The National Institute of Accounting Sciences and Business Administration (INSCAE, Institut National des Sciences Comptables et de l'Administration d'Entreprises) is a public higher education institution located in Antananarivo, Madagascar.

== History ==
The Accounting Training Center (Centre de Formation en Comptabilité, CFC) was established in 1981 following an agreement between the Republic of Madagascar and the World Bank. It quickly expanded its scope to become the National Institute of Accounting Sciences and Business Administration (INSCAE) in 1986.

INSCAE operates under the dual supervision of the Ministry of Finance and Budget and the Ministry of Higher Education and Scientific Research of Madagascar.

== Programs ==
=== Undergraduate Programs (Bachelor's degree + 3 years) ===
The undergraduate programs, offered in both initial and continuing education formats, lead to two specializations:

Accounting and Finance, awarded with a Higher Diploma specialized in Accounting Sciences (Diplôme Supérieur spécialisé en Sciences Comptables, DSSC)
Business Administration, awarded with a Higher Diploma specialized in Business Administration Sciences (Diplôme Supérieur spécialisé en Sciences de l'Administration d'Entreprises, DSSAE)

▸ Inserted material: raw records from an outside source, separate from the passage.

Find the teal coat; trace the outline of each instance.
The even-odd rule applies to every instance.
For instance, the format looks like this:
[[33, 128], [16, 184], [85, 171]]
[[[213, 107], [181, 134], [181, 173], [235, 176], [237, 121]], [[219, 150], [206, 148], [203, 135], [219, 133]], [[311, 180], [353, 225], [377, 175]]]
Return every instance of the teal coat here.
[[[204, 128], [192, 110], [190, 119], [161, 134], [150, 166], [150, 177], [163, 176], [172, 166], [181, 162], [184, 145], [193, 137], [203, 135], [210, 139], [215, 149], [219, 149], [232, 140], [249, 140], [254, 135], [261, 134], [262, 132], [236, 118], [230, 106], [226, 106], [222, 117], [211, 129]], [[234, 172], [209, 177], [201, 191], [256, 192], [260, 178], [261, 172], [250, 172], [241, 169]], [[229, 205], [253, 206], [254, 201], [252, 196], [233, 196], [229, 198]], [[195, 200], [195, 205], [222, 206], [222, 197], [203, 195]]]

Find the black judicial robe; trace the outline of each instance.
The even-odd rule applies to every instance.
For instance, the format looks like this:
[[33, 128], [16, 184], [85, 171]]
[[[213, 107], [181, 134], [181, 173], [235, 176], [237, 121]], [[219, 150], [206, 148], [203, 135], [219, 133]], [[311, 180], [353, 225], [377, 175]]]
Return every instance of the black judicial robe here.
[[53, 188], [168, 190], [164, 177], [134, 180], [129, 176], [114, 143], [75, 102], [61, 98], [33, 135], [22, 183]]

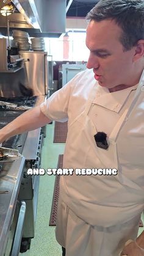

=== Master's Programs (Bachelor's degree + 5 years) ===
INSCAE offers master's degrees through a partnership with the IAE Poitiers:

Business Administration Option
  - Master in Marketing and Strategy
  - Master in International Commerce
  - Master in International Management
  - Master in Human Resource Management

Finance Option
  - Master in Finance and Banking Management
  - Master in Accounting, Control, and Auditing
  - Master in Management Control and Audit

These Master's programs can be pursued with a research option.

=== MBA Program ===
The part-time MBA program lasts for two years and awards a Master of Business Administration (MBA) degree.

== Business Development Division ==
INSCAE also offers professional training services for businesses, public organizations, and other entities.